А зимой четырнадцатого года случилось еще одно сражение на реке Стор-Кюро, и больше никаких вестей уже не было ни от мужа, ни от майора Фианта. Да и русские вошли в южный Саволакс. Финны сначала прятались в лесах, уводили скот за собой, ожидая грабежа и разбоя от пришельцев. Слишком красочные рассказы приносили с собой беженцы о зверствах русских в первые годы Великой Северной войны. Однако русские вели себя добропорядочно, кроме, разве что, казаков. Этих бородатых всадников в высоких шапках боялись все, как чудовищ. Разбойный свист заставлял леденеть кровь, когда с нескольких сторон влетали они в деревню. Казачьи кони легко преодолевали быстрые ручьи и выносили седоков прямо к домам, лишая крестьян их привычной защиты, что они видели в водных преградах, окружавших хутора. Влетали, набирали все, что им было надобно, и стремительно исчезали. Главное — успеть спрятаться. Казаки по обыкновению долго не задерживались, хуже, если они становились на постой — на ночь, а то и на две. Тут уж они шли из дома в дом, рыскали по амбарам да сусекам, собирая добро и припасы. После выносили все к центру деревни или хутора. Здесь их поджидал атаман, строго следивший, чтоб никто из своих ничего не прикарманил. Все у казаков делилось между собой поровну. Реквизировали подводы, на них грузили все награбленное добро, забирали скот, какой потребен был им, затем двигались в путь неторопливо. Коли было не увести скот по зимней худой дороге, так и перебить могли весь. Из озорства. Стариков и старух, детей малых не трогали. А вот мужиков внимательно осматривали, опрашивали через толмачей-карел — есть ли оружие, не числится ли кто в шведской армии. Если находилась фузея али пищаль какая в доме или просто мужик не понравился, могли забрать с собой. Что потом с ним сталося, — уже никто и не знал. Женщинам казакам лучше на глаза было не попадаться. Кто с дитем малым али старая, еще ладно, а так и утащить куда могли, снасильничать. Правда, со временем казаки перестали грабить, успокоились.

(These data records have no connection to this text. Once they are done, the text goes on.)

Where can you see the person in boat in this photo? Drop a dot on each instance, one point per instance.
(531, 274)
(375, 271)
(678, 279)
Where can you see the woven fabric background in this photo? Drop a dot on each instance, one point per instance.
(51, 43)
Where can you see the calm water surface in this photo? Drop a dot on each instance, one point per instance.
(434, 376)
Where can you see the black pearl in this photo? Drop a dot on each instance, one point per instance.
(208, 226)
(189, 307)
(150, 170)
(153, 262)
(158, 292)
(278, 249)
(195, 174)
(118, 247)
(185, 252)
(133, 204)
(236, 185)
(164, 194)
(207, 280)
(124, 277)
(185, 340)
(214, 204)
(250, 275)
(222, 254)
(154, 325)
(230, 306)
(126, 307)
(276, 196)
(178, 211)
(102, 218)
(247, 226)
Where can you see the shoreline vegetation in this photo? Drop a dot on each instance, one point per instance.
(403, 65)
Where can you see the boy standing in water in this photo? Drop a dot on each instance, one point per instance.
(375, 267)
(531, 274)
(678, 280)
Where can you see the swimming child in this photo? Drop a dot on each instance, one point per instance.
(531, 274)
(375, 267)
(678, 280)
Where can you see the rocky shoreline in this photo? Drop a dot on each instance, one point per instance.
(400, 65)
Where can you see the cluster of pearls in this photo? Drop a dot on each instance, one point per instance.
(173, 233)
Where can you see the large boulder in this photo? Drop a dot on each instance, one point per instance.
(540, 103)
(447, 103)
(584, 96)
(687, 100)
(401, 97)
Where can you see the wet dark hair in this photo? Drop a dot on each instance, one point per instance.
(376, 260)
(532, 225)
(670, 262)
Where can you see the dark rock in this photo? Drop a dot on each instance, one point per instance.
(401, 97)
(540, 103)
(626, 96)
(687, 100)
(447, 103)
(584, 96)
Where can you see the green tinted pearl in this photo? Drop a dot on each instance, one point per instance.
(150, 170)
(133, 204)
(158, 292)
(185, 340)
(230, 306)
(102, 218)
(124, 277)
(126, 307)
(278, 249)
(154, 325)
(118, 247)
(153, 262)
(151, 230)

Финны остерегались их, конечно, но попривыкли. Некоторые солдатки, видя, что казаки не такие уж теперь и злодеи, со страхом, но и любопытством, схоронившись где-нибудь, поглядывали на ловких, молодых рубак, что вечером лихо отплясывали с саблями или задушевно пели в кругу. Бабы-то ведь истосковались по мужской руке да по ласке.


После взятия Нейшлота грабежи и поборы, реквизициями называвшиеся, вообще прекратились, ибо русское командование собиралось присоединить эту часть Финляндии к Империи. В деревнях часто вставали на постой регулярные части — пехота да драгуны. Имения начали раздавать русской аристократии, те обживались, крестьян даже своих начали перевозить из России. Жизнь постепенно стала походить на мирную. Русские помогали зерном для посева, да и солдаты, соскучившиеся по работе крестьянской, часто вызывались помочь, особенно вдовам, — сено покосить, пашню поднять али дерево срубить да свалить.

В ту пору, в пятнадцатом году, на Иванов день, и родила Миитта. Кто был отцом ребенка, то неведомо. Сама она не признавалась, да и люди помалкивали, вслух при ней не говорили. Хотя иногда и шептались промежь собой. Может, кто снасильничал, а может и по желанию сошлась девка с кем-нибудь — с казаком аль с драгуном Тобольского полка, квартировавшего в их провинции. А может, кто из соседей утешил Миитту. Сохла ведь. Замужем вроде бы как и была, да не была. Кое-кто грешил на старого зажиточного Юкку Укконена. Юкка имел в собственности несколько гейматов, сыновья его погибли иль пропали, как Матти Ярвинен, у него и батрачила Миитта после того, как русские отобрали ее казенный надел в пользу полковника Андрея Чернышева, брата Выборгского коменданта Григория Чернышева. Но правды не знал никто.

Кабы земли Саволакса оставались под шведской короной, ждало бы Миитту суровое наказание. Посколь сведений достоверных о смерти мужа не было, признали бы ее виновной в прелюбодеянии. До 1709 года за это судили строго. Если грех случился, то в первую очередь суд смотрел с кем. Коли с холостым мужчиной согрешила, виновную ждал штраф в 80 талеров. А такую сумму заплатить не мог никто. Солдатское жалование было 5 талеров в год! А раз не платишь, то секли розгами. Приговоры были очень суровы — «до десяти раз прогнать сквозь строй пятидесяти мужчин». А за грех с женатым еще страшнее — смерти предавали.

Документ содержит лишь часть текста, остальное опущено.